Share

BERDEBAT

Author: Je Adriani
last update Last Updated: 2023-12-05 10:24:35

Di pagi hari dengan sorot matahari hangat, Alana berdiam diri di atas balkon yang terdapat di luar kamar. Matanya masih sembab sebab menangisi perjodohan dirinya dengan pujaan hati yang mungkin saja batal. Dalam benak, Alana terus saja bertanya pada diri sendiri. Ada apa dan kenapa?

Kalau memang tidak mau, ya terserah. Namun, bukan berarti harus melakukan pernikahan bersyarat.

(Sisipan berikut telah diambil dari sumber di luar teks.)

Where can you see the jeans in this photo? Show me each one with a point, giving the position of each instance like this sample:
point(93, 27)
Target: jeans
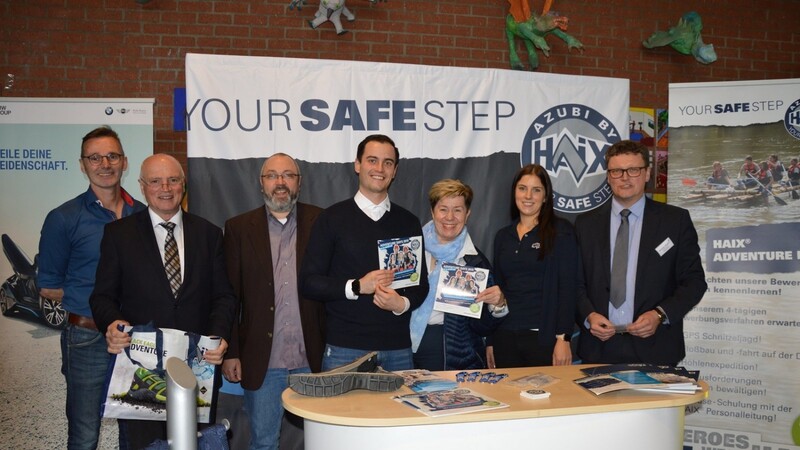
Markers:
point(388, 359)
point(84, 362)
point(265, 409)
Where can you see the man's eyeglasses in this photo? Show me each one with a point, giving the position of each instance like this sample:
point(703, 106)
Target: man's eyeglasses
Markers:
point(632, 172)
point(156, 183)
point(97, 159)
point(288, 176)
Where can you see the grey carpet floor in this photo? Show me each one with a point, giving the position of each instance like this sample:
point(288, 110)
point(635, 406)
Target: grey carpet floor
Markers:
point(32, 389)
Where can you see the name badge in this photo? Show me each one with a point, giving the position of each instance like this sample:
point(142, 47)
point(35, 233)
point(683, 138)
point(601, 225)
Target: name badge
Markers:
point(664, 246)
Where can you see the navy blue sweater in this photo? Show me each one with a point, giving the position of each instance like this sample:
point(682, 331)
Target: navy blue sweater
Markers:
point(344, 246)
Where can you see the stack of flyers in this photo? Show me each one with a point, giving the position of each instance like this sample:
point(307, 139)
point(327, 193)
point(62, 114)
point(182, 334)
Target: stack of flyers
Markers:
point(403, 256)
point(457, 288)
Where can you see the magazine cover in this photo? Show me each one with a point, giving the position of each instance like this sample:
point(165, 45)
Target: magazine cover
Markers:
point(637, 380)
point(403, 255)
point(457, 288)
point(449, 402)
point(421, 380)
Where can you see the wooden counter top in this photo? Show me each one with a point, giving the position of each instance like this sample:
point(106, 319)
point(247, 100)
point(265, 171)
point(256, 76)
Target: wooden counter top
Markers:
point(373, 409)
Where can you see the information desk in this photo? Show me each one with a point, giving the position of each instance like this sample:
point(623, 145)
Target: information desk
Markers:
point(572, 418)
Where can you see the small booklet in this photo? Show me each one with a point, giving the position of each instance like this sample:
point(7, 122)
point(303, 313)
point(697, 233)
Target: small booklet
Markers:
point(653, 370)
point(403, 256)
point(421, 380)
point(457, 288)
point(450, 402)
point(638, 380)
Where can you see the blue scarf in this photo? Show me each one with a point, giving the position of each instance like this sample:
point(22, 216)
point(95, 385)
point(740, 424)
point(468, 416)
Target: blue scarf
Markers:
point(441, 252)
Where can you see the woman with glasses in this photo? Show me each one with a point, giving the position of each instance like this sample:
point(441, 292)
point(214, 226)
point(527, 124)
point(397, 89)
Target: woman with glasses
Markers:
point(536, 267)
point(444, 341)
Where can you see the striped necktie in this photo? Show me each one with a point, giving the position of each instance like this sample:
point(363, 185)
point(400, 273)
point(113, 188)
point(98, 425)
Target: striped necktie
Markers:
point(172, 260)
point(619, 263)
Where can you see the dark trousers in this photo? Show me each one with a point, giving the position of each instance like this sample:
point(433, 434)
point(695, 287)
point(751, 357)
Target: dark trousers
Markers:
point(430, 354)
point(520, 348)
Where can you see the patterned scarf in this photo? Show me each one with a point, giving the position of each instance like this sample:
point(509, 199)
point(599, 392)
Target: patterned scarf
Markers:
point(441, 252)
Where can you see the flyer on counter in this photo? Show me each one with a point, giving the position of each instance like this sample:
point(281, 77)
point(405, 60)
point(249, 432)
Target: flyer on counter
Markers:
point(457, 288)
point(403, 256)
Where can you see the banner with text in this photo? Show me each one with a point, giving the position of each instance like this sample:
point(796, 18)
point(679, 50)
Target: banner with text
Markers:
point(734, 150)
point(40, 149)
point(478, 125)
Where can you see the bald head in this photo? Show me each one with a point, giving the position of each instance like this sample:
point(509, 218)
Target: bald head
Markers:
point(161, 180)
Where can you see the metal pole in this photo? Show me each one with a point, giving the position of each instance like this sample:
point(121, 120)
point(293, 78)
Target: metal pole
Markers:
point(181, 405)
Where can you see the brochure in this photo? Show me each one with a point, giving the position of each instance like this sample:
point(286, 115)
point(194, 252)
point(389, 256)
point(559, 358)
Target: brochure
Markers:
point(637, 380)
point(649, 369)
point(421, 380)
point(450, 402)
point(403, 256)
point(457, 288)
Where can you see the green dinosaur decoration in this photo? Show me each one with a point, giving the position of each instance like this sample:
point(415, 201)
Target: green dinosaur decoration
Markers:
point(532, 30)
point(685, 38)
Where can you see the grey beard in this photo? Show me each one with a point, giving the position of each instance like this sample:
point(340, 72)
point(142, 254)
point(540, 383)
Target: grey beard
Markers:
point(280, 207)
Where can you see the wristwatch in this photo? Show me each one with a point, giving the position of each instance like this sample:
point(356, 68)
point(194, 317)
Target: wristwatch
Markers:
point(564, 337)
point(661, 316)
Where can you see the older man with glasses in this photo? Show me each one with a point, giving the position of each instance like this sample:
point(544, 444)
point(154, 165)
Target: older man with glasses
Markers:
point(279, 332)
point(69, 250)
point(641, 269)
point(166, 267)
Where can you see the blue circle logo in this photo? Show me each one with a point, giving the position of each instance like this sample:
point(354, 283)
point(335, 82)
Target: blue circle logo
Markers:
point(792, 119)
point(570, 142)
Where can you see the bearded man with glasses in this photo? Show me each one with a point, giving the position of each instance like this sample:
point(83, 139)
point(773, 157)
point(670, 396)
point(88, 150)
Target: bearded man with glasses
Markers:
point(69, 250)
point(278, 331)
point(641, 269)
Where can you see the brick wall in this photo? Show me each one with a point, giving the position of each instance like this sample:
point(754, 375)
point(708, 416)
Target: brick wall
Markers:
point(119, 48)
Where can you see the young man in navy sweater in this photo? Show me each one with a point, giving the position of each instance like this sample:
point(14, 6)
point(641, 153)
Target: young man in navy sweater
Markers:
point(341, 267)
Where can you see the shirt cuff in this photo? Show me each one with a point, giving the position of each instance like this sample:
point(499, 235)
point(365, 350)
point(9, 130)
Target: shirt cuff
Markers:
point(499, 312)
point(348, 290)
point(407, 307)
point(666, 317)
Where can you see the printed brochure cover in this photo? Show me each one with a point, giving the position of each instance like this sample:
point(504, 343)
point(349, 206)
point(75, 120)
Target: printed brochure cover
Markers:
point(421, 380)
point(403, 256)
point(637, 380)
point(449, 402)
point(457, 288)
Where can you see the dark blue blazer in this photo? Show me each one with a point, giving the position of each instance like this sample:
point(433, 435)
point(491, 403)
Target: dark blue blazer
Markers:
point(675, 281)
point(131, 283)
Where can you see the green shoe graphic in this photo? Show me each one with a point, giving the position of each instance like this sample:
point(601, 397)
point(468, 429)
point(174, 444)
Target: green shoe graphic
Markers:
point(148, 387)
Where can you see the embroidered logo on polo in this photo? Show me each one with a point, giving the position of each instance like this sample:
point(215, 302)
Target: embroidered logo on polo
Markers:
point(570, 142)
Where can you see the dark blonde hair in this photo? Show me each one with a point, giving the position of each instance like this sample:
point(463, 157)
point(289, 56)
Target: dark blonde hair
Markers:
point(449, 188)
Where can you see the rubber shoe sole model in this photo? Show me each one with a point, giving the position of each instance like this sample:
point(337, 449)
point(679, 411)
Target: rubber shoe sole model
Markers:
point(367, 363)
point(328, 384)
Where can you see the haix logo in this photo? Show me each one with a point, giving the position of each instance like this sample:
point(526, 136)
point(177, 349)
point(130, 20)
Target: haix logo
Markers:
point(570, 142)
point(792, 119)
point(730, 243)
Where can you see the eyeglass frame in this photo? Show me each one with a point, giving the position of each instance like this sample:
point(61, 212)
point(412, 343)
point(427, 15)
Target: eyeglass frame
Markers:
point(158, 183)
point(96, 159)
point(627, 171)
point(286, 176)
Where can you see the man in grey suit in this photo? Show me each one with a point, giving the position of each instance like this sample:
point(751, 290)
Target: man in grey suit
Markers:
point(278, 332)
point(133, 286)
point(661, 278)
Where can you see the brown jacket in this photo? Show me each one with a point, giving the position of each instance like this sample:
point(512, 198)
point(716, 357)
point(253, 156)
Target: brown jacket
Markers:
point(248, 258)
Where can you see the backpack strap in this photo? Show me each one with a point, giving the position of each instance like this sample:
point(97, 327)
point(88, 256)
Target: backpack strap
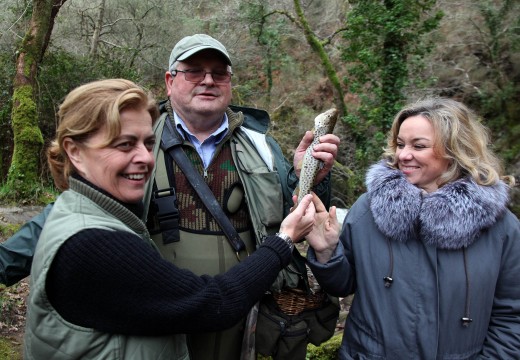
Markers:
point(160, 195)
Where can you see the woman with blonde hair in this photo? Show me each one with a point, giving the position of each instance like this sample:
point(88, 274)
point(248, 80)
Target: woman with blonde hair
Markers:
point(431, 251)
point(99, 287)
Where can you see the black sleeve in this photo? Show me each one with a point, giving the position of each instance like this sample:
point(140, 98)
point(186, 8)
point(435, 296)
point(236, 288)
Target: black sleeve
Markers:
point(115, 282)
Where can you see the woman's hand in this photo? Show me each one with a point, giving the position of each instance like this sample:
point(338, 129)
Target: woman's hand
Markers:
point(300, 221)
point(324, 236)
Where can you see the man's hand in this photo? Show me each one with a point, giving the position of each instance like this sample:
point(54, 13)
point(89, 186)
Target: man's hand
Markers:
point(301, 219)
point(326, 151)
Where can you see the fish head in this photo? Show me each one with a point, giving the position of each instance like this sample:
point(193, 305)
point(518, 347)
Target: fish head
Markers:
point(326, 119)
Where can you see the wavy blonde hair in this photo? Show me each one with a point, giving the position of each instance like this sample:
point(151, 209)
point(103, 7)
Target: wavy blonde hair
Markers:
point(459, 136)
point(89, 108)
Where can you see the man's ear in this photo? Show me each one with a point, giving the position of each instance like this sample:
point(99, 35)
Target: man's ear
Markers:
point(74, 152)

Itu benar-benar bodoh, konyol dan terkesan tidak ada keseriusan di dalamnya. Sebagai pasangan yang sah di mata hukum dan agama, bukankah yang namanya pernikahan itu sesuatu yang suci dan kita yang ada di sana harus bisa menjaga kesucian itu. Buka  malah membuatnya seperti permainan.

Alana sendiri tidak habis pikir, apa alasannya sehingga Shahin yang ia kenal begitu baik itu mendapat ide yang tak patut di tiru seperti itu? Kenapa mendadak tidak dewasa sekali? Namun, dari kerasnya ia mencoba menebak-nebak alasan, ia tak kunjung menemukan jawaban.

Angin bertiup sepoi-sepoi, tetapi tidak dipungkiri hawa dingin yang menyentuh permukaan kulitnya membuat ia sedikit meringis. Sehingga gadis itu memilih untuk masuk kembali ke dalam ruang pribadinya.

Akan tetapi di menit selanjutnya  saat ia menggeser tungkai kaki, Alana berpikir lagi. Sejak lama menyukai pria itu, sekarang adalah kesempatan untuk memilikinya, meksi laki-laki itu mengajukan perjanjian pranikah dengan aturan nyeleneh.

Sebagai seseorang yang normal Alana pun ingin menguji ketahanan pria itu dalam menahan diri. Lagi pula, segala sesuatu itu memerlukan perjuangan? Mungkin ini saatnya untuk Alana membuktikan keseriusannya dalam mencintai. Pria itu, cepat atau lambat akan jatuh ke pelukannya.

“Oke, kamu memberi tantangan, akan kulakukan.” Alana bergumam kemudian dengan penuh semangat kembali.

.

Siang ini, jam menunjukkan pukul empat belas. Alana mengambil ponselnya untuk menghubungi pria menyebalkan bernama Shahin.

“Kak aku ingin ketemu,” ujarnya.

“Oke, di mana?” sahut Shahin.

“Di Cafe dekat kampus,” jawab Alana.

“Tunggu di sana lima belas menit lagi," titah Shahin sebelum menutup sambungan telepon.

Alana menurut, langkah kakinya ia arahkan ke Cafe dekat kampusnya. Di sana ia memesan minuman dan beberapa camilan, kebetulan dia belum makan jadi sekalian mengganjal perut, Alana melahap donatur berbagai rasa di depannya.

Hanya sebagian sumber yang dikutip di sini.